Reimagining the Future of Employee Experiences

Kay Van Slooten

As business leaders make plans for the return to the office, they’re adjusting to some of the permanent shifts the pandemic has left us: it’s out with closed cubicles and small personal desks and in open collaborative spaces and touchless coffee machines. However, it’s not just physical spaces that need a rethink, but the big intangible: organizational culture. Across sectors, CEOs and executives are grappling with tough questions: 

  • What has over a year’s worth of remote working done to our organizational culture? 
  • How do we reinvigorate our culture in ways that ensure emotional and social connections are not lost? 
  • How significant is the link between weakened organizational culture and consistent, high levels of turnover? 
  • How do we envelop new employees in our culture so they quickly feel as though they belong? 

pexels-daria-shevtsova-3626622

 

In a remote environment, and shortly in a hybrid environment, we need to reimagine how we look at, and think about, culture. Many business leaders have commented that it’s clearly no longer about ping-pong tables, on-site gyms, and other physical attributes. Let’s be honest—it never really was. Of course, such perks play a role in enhancing the employee experience but they’re not the lifeblood of your organization. 

Culture is about shared beliefs, values, ways of interacting with each other, and building strong and lasting bonds between employees at every level in pursuit of a common goal. Now more than ever, what an organization stands for—its lifeblood, its culture— needs to permeate every touchpoint along the employee journey. Whether I’m performing my tasks, attending a training program, receiving recognition, or engaging in social activities, that culture needs to be continually reinforced in tangible, meaningful, brand-aligned, and authentic ways. 

Throughout this pandemic, organizations have tried a variety of ways to keep their cultures alive and well, from holding virtual yoga classes and cocktail hours, to sending employees care packages or food delivery. While their efforts were well-intentioned, organizations were largely reacting in the moment with a certain amount of throwing spaghetti at the wall and seeing what stuck.  

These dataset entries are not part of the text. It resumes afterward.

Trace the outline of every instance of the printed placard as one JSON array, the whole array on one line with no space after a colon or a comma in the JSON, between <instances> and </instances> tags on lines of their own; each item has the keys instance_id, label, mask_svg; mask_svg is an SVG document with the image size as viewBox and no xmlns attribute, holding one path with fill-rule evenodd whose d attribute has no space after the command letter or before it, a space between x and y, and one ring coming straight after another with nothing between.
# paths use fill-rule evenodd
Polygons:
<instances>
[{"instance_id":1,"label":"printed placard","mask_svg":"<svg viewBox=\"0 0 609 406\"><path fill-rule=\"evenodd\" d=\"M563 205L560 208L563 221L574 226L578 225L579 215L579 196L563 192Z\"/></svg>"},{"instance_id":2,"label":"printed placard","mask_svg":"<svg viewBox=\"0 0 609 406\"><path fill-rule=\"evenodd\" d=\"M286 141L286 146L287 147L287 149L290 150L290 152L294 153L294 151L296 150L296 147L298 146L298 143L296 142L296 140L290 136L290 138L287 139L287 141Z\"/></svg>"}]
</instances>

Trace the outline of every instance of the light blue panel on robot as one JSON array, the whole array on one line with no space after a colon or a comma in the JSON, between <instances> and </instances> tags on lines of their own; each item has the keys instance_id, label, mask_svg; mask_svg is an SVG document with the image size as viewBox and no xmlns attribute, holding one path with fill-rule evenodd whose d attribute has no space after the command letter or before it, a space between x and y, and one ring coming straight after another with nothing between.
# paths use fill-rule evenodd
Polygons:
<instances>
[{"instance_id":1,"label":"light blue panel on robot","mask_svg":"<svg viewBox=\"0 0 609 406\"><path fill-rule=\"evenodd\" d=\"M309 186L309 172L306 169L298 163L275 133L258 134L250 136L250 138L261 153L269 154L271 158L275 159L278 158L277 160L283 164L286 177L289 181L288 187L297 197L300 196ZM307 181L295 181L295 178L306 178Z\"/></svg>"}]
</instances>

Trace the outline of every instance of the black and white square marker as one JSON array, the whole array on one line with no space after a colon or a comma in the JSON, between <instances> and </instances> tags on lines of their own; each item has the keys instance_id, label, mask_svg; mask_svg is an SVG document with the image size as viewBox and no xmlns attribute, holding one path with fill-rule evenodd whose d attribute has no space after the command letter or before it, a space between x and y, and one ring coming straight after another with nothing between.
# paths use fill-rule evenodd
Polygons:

Now, as we face the new future of work where 77% of employees now prefer a hybrid, or flexible setup, we need to be proactive and purposeful in how we reimagine that employee journey end-to-end as the underpinning of organizational culture. The benefits of a strong and positive culture that can thrive in a hybrid environment are numerous, from talent acquisition and enhanced productivity to heightened engagement and talent retention. 

This work is not easy, as it requires dispelling decades of norms and established practices to meet the expectations of employees that have been fundamentally changed due to the pandemic. However, organizations that accept the challenge will find themselves differentiated in ways that will be hard to replicate. 

chris-montgomery-smgTvepind4-unsplash

So, how do you do that? By engaging your employees in the co-creation of the future employee experience in a way that is meaningful, relevant, and customized to them.  

6 Steps to Compelling Employee Experiences in a Hybrid Environment 

1. Segment your employee base into personas, just as you’ve been doing for years with your customers—understand their motivators, what’s important to them, and how they want their relationship with work to look.

2. Hear directly from your employees, based on the aforementioned segmentation, in employee co-creation sessions. Unpack the current experience within the context of COVID-19 work environments and co-create a more ideal future state experience with a hybrid work environment in mind.

3. Identify actions to be considered, taking into account the importance of each touchpoint in the employee journey so that strategies and tactics can be prioritized based on perceived impact.

4. Validate your findings with the broader organization before making any investment decisions.

5. Develop an Implementation Blueprint, including change management strategy, to drive the execution of the strategies and actions identified.


6. Create a compelling, brand-aligned Employee Value Proposition that acts as an anchor for the entire employee experience.

Given the disruption in the workplace, it truly has never been more important to engage and retain employees. Though adapting to the new world of work is challenging, it’s also a rare opportunity to reimagine your organizational culture. Seize it.